Express Scripts ESRX
After its merger with Medco, Express Scripts is the only wide-moat company among health plans and drug-supply-chain middlemen. We expect Express Scripts, supported by a superb management team, to use its newfound scale to pressure suppliers and drive down administrative costs—creating value for both clients and shareholders.

Pharmacy benefit managers administer drug benefits on behalf of clients such as employers and managed-care organizations, with the principal goal of controlling costs. Express Scripts has two primary strategies for achieving this. First, it leverages its purchasing power to extract better prices from suppliers. Second, it encourages its members to make cost-effective pharmaceutical consumption choices, such as switching to generic drugs and preferred brands, improving therapy adherence, or using lower-cost retail pharmacies or the company’s own mail-order pharmacy.

Teva Pharmaceuticals TEVA
A decline in generic drug launch opportunities by 2014 and impending generic competition on its highly profitable drugs Copaxone and Provigil creates near-term hurdles, but we continue to appreciate Teva’s long-term prospects. Teva’s global low-cost operations, expansion into emerging markets, complex generic manufacturing capabilities, and drug pipeline should preserve the company’s growth, profitability, and market dominance. With more than double the next competitor’s revenue, Teva’s broad market exposure, massive manufacturing infrastructure, and vertically integrated operations position the firm as a leader in the generics industry. The generics market is highly fragmented, especially in low-cost labor markets such as India and China, but a select few firms control the lion’s share of worldwide generics production. Thanks to a history of aggressive acquisitions, Teva has amassed nearly a quarter of industry market share, massive economies of scale, and vertically integrated operations. By our estimates, Teva, Sandoz (a subsidiary of Novartis NVS), Mylan MYL, and Watson WPI account for about half of all generics sales.

UnitedHealth Group UNH
UnitedHealth’s scale endows the firm with significant competitive advantages. With underwriting and regulatory concerns fading to the background, we think United- Health will continue churning out free cash flow and creating value for investors for the foreseeable future.
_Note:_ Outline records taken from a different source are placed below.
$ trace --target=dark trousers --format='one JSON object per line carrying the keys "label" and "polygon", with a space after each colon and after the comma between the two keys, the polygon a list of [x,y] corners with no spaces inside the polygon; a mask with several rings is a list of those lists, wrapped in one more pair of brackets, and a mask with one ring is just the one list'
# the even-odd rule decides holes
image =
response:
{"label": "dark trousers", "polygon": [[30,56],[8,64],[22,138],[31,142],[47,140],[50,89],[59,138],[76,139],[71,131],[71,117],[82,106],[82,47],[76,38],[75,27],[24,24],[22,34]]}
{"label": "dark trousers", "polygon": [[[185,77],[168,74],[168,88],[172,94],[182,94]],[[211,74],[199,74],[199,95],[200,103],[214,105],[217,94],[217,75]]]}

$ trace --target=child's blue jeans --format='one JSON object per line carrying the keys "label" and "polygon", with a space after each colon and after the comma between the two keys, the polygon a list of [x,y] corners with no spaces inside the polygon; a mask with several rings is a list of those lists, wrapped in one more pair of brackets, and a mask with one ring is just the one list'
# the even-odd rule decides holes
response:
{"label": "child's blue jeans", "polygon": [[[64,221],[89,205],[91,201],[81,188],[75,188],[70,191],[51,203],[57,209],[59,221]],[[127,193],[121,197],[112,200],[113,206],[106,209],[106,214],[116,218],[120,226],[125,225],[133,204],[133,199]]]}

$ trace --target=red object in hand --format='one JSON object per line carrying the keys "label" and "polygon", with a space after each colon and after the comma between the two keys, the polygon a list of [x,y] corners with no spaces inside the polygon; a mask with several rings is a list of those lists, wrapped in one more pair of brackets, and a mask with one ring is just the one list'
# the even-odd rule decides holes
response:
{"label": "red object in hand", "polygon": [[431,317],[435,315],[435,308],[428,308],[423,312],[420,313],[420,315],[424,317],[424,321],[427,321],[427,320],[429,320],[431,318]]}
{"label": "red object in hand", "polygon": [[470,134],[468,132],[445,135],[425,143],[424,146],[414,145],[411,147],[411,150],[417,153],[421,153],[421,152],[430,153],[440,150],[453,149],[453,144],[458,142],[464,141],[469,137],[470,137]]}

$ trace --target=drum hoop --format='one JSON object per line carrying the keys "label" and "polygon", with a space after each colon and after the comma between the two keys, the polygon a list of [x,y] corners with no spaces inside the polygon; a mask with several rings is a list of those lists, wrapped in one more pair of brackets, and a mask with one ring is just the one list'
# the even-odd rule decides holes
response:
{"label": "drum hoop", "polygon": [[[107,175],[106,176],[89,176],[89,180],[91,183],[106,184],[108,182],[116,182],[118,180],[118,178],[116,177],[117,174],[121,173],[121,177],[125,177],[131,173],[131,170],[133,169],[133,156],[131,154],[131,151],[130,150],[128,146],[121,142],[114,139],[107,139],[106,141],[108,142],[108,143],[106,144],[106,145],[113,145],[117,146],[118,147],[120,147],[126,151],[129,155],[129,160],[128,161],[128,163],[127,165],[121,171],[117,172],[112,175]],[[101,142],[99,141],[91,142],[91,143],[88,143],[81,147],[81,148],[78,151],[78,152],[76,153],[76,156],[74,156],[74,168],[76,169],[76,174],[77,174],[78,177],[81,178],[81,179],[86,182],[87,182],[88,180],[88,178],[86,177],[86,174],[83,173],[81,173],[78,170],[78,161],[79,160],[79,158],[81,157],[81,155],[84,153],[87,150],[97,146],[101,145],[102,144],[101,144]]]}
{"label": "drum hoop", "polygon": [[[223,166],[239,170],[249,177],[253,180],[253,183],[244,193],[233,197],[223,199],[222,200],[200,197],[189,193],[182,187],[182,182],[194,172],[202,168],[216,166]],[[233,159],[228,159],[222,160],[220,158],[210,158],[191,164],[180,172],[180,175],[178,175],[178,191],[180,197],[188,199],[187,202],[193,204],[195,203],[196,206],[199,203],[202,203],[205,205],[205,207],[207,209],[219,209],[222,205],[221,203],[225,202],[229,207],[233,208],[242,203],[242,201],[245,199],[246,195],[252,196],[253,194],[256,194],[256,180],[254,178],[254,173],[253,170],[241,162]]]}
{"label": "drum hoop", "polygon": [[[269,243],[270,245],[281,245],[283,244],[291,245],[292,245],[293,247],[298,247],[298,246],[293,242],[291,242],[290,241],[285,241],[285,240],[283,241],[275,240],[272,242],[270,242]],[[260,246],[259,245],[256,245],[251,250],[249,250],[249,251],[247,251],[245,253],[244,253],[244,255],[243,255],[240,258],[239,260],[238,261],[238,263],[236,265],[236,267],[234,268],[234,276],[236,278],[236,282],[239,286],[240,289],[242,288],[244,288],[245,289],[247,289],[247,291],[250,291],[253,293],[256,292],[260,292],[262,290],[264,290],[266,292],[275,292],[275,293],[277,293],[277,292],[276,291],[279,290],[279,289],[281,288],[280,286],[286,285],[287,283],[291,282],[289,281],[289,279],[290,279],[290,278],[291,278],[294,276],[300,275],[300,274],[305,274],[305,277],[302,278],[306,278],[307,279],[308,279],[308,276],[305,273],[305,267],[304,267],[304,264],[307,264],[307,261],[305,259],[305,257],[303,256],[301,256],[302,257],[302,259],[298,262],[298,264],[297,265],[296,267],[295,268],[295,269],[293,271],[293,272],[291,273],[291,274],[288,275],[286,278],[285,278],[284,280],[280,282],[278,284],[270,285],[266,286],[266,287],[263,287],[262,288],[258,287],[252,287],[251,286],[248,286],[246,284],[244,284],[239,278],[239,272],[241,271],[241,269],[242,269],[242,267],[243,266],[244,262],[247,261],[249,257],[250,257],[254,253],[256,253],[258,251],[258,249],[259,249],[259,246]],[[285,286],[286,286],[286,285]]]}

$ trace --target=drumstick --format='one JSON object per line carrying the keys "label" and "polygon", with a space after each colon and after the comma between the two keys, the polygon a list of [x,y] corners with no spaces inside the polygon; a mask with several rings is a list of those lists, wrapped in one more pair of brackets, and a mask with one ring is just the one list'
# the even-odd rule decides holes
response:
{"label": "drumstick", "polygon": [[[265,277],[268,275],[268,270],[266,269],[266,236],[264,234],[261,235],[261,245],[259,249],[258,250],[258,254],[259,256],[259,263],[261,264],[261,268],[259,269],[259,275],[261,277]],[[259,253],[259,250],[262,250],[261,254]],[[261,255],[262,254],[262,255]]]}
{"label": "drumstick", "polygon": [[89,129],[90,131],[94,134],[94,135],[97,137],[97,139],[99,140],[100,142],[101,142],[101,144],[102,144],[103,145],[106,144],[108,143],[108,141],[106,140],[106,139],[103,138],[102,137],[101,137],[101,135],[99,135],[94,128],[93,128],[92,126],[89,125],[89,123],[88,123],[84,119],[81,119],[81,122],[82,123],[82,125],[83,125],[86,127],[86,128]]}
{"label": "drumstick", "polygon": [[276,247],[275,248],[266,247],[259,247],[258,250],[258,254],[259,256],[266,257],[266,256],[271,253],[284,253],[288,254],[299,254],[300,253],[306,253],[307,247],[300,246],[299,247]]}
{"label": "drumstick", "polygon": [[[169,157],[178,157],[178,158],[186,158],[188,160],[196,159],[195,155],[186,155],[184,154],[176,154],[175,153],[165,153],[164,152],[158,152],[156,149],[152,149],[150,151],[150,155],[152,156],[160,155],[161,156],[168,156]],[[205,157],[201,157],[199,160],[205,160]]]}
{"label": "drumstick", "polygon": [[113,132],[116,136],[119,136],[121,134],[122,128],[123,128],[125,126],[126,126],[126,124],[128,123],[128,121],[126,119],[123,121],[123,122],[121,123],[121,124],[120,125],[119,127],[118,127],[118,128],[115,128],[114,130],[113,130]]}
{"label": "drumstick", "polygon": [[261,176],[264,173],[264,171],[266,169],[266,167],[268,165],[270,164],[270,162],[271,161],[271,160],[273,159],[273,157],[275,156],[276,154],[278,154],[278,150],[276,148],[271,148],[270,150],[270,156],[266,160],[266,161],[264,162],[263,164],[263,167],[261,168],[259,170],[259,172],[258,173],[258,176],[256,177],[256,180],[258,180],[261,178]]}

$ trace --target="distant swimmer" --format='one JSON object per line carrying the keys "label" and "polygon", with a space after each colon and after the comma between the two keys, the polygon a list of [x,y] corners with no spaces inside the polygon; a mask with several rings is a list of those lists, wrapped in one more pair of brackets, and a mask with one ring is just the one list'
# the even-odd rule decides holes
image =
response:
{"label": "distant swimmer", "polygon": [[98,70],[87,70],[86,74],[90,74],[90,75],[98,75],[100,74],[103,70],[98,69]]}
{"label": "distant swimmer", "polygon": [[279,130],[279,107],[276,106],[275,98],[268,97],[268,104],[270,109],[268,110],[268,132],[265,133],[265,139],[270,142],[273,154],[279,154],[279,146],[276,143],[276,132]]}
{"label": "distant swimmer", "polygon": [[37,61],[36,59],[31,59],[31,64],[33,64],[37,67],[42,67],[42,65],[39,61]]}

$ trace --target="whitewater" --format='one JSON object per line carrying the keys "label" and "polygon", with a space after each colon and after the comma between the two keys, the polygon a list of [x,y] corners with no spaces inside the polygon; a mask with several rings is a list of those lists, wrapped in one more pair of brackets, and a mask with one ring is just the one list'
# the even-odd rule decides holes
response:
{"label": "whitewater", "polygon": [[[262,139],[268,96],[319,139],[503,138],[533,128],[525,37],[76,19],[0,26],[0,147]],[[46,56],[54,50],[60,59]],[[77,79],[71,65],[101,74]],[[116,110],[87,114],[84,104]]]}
UnitedHealth’s scale results in a narrow economic moat for several reasons. The company’s 35 million medical members allow it to spread out fixed administrative costs and negotiate large discounts with health-care providers. The company’s extensive database of claims improves underwriting and can be used to identify the most cost-effective health-care providers. Finally, UnitedHealth’s industry-leading position across geographies and product lines reduces its risk, differentiates its products, and allows management to be opportunistic about its allocation of effort and capital.

David Krempa is an associate analyst with Morningstar.